Блин, я не ослышалась? На Эльгу?? Сердце из-под коленок взметнулось на свое место и радостно затрепыхалось. Господи! Эльга! Мечта жизни! Да я с детства от родителей, оба геологи, слышала об этом самом таинственном, почти мифическом месторождении черного угля. И как случайно было найдено, и запасов там якобы на полтыщи лет. Да и место самое живописное и суровое одновременно. Я всегда с жадностью ловила крупицы любой информации об Эльге. Родительская геологическая романтика въелась в меня, по-моему, еще в эмбрионном состоянии, поэтому Эльга стала для меня неким жизненным ориентиром, путеводной голубой звездой мечты, которая звала в дорогу, но не рассказывала, как туда добраться. И тут — такое!

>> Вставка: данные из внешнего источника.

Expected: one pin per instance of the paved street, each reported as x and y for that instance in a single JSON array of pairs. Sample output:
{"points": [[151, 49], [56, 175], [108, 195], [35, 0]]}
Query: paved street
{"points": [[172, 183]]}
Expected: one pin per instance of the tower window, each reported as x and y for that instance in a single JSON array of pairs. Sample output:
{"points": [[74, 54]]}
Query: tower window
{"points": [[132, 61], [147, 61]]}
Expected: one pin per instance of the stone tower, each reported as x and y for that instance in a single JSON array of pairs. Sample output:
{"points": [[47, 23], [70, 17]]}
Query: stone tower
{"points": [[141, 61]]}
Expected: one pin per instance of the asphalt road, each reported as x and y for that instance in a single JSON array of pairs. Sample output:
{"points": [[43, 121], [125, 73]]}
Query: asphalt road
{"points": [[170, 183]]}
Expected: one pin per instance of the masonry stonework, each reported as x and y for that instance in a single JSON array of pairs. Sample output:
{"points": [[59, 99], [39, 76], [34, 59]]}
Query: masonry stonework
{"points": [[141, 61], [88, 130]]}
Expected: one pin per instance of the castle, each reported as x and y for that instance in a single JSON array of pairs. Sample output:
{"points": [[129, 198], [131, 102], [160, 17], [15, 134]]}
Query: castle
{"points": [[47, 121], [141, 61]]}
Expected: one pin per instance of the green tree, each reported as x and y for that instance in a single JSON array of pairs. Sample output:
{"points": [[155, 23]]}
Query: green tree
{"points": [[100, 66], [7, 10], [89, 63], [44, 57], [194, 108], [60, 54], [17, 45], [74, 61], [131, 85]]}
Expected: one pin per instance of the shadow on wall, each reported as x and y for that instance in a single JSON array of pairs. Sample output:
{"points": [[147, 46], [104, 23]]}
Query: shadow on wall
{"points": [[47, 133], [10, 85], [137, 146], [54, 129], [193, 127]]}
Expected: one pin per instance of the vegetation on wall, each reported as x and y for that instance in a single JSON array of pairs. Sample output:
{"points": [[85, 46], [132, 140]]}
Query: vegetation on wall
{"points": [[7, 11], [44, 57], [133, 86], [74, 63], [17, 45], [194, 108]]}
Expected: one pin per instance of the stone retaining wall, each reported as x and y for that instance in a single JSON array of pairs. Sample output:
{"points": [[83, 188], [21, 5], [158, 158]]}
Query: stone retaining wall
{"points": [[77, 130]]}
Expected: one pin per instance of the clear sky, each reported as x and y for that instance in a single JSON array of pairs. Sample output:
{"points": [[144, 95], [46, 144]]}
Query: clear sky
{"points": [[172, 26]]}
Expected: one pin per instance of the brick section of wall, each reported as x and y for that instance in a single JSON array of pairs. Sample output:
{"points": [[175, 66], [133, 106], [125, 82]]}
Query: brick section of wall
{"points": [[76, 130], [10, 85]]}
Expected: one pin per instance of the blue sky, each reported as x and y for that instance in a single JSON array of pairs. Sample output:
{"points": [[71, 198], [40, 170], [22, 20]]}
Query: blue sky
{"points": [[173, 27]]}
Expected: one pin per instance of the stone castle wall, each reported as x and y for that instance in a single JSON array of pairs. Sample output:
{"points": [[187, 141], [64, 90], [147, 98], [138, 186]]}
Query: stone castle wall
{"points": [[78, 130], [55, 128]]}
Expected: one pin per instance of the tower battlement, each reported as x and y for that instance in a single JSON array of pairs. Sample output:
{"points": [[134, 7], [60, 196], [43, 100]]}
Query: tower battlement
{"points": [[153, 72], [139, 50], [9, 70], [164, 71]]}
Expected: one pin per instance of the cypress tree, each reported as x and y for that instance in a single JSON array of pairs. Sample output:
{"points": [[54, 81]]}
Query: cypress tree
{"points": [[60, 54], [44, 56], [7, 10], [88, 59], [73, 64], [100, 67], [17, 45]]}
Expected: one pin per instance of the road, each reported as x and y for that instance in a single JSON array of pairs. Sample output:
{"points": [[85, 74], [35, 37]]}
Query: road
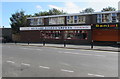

— Миленький вы мой! Голубчик дорогой Дмитрий Игоревич, да я согласна! — я кинулась на шею оторопевшему от такой поросячьей радости директору.
— Но позвольте, Елена Олеговна, чему вы так радуетесь? — директор высвободился из моих объятий и поправил галстук, съехавший на бок от моего порыва. — Почти двенадцать часов на поезде, потом на вахтовках. Гостиница, правда, есть. Но интернет через раз. И люди, я вам скажу, не высшее общество, — он словно меня уже пытался отговорить.
— Да плевать! — мысль о том, что скоро окажусь на Эльге, просто свела меня с привычных, размеченных на многие дни рельсов. — Когда ехать?
Дмитрий Игоревич все еще с удивлением на меня посматривал, но в чувство пришел.
— Поезд завтра, в шесть утра. Инструктаж пройдете сегодня у Степаныча, он покажет вам машины, с которыми придется там работать. Не разделяю вашего энтузиазма, признаться, думал, что уговаривать придется. Все-таки такая тьмутаракань. Но прошу вас, без фанатизма, — Дмитрий Игоревич как-то обеспокоенно глянул на меня, словно провожал в последний, смертный бой. — Удачи!
Мы пожали руки, и я помчалась в бухгалтерию — получать командировочные…
Дура дурацкая. Если бы я знала тогда, какое разочарование принесет исполнение моей мечты. Как часто наши желания и чаяния далеки от действительности. Но мы с упорством Сизифа пытаемся к ним приблизиться. И когда наша мечта встанет на пороге и откроет в дверь, мы в недоумении спрашиваем себя — а что в ней было такого необыкновенного и привлекательного? Но таково качество всех мечт — рано или поздно они сбываются…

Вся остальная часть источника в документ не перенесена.